Due to the limited number of subjects available to us, we were only able to perform a discovery study in this work. When more data become available in the future, replication studies in independent cohorts are required to evaluate and validate the identified network modules in our study. In addition, in this work, we reported the results using the default parameter setting provided by the software tool and according to Lili et al. [22], except the random seed value. We ran iPINBPA multiple times by using different random seed values and then extracting the consensus patterns to stabilize the results. As to other parameters, we also briefly tested each of those by varying its value. For most of these parameters, we obtained very similar results. The most sensitive parameter is the restart ratio used in the step called “random walk with restart” for prioritizing phenotype-associated genes. It is excepted that different restart ratios will assign different weights to network nodes and subsequently produce different scores for network components. The determination of the optimal restart ratio warrants a separate and focused investigation and is an interesting future direction.

Conclusions

Network-based methods form a new generation of enrichment analysis strategy, and they can overcome the limitation of traditional enrichment analysis where only a fixed set of pre-defined pathways are examined.
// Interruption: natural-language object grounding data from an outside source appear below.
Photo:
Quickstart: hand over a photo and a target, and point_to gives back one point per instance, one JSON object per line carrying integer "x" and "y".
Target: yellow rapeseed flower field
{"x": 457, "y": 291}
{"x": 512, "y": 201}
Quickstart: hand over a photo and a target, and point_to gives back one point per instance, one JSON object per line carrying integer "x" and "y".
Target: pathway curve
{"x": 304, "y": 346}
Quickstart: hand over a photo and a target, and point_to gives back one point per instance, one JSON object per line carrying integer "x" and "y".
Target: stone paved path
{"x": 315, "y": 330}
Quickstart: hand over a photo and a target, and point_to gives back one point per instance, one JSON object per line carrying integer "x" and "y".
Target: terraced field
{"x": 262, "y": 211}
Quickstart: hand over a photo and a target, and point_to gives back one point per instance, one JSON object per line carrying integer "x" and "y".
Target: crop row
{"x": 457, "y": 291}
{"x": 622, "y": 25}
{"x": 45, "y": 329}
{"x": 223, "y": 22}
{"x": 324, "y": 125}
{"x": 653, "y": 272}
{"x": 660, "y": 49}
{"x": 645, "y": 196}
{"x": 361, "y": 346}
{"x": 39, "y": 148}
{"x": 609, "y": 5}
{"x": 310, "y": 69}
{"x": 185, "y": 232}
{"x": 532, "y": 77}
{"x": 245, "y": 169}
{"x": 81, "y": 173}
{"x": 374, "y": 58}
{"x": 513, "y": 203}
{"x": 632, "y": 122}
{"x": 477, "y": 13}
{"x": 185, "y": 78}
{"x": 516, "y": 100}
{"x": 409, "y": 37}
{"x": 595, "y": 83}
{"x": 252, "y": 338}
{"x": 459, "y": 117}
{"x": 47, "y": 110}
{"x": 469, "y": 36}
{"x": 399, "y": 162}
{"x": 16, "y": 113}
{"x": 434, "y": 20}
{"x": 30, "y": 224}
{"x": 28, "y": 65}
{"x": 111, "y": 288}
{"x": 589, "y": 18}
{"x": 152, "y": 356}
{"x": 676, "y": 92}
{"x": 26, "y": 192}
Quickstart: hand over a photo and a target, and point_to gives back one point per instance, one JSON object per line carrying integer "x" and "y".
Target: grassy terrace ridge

In this study, a genome-wide network-based pathway analysis of the CSF biomarker of the t-tau/Aβ1–42 ratio was performed, using a sample of 843 subjects from the ADNI database. To our knowledge, this is the first genome-wide network-based pathway study on the CSF biomarker t-tau/Aβ1–42 ratio in Alzheimer’s disease. Due to the stochastic nature of the iPINBPA method, we employed a consensus module (CM) strategy to run iPINBPA multiple times and aimed to identify CMs from these different runs. We identified 4 CMs. These CMs contain not only genes from KEGG AD pathways, including BACE1, GSK3B, MAPK1, PSEN2, CALM1, CALM2, CASP8, and SK3B; but also interesting genes with relevant biological functions such as GABRB1, MMP2, CDK17, and IGFBP3. In sum, besides confirming previous findings (e.g., APOE, TOMM40, APOC1), this study has also suggested new susceptible genes, CMs and pathways underlying Alzheimer’s disease.